Question 1

Basenji vs Basset: which is better for variant scoring?

Accepted Answer

Basenji is the recommended successor, as it supports quantitative regression and longer sequences for more accurate variant impact assessment. However, Basset might suffice for simpler binary classification tasks on smaller datasets.

Question 2

How to train a Basenji model on custom genomic data?

Accepted Answer

First, preprocess your data using scripts like basenji_hdf5_single.py to convert it to HDF5 format.
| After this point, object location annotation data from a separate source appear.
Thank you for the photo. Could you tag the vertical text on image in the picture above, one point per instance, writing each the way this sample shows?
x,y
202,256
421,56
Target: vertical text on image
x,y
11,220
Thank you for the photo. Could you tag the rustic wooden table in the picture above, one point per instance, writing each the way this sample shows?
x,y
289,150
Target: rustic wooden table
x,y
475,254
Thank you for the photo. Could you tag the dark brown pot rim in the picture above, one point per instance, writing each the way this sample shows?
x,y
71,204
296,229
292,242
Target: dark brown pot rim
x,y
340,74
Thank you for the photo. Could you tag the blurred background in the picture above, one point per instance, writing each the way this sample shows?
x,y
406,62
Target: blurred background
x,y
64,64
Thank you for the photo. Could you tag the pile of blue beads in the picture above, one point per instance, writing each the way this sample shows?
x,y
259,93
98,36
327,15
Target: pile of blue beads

Then, use basenji_train.py for training, but be prepared to handle incomplete tutorials and potential setup challenges.

Question 3

Can Basenji predict the effects of SNPs on gene expression?

Accepted Answer

Yes, Basenji can compute SNP Activity Difference (SAD) and Expression Difference (SED) scores to assess variant influence on regulatory activity and gene expression, as detailed in the variants analysis documentation.

Question 4

What are the system requirements for running Basenji?

Accepted Answer

Basenji requires Python3, TensorFlow (1.15 or 2), and scientific computing dependencies like NumPy. It's optimized for GPUs and distributed computing, so high-performance hardware is recommended for training large models.

Question 5

How does Akita integrate with Basenji for 3D genome predictions?

Accepted Answer

Akita is part of the Basenji toolkit and uses similar deep convolutional networks to predict 2D contact maps from DNA sequences, enabling variant scoring and nucleotide annotation specific to genome folding architecture.

Question 6

Is there pre-trained models available in Basenji?

Accepted Answer

Yes, the manuscripts directory contains models and data from various studies, but availability is limited to specific research contexts, and you may need to train custom models for new organisms or datasets.

Question 7

How to interpret Basenji's SAD scores for genetic variants?

Accepted Answer

SAD scores measure the SNP Activity Difference, indicating how much a variant changes regulatory activity. Higher absolute values suggest greater functional impact, and results should be validated with biological experiments as per the documentation.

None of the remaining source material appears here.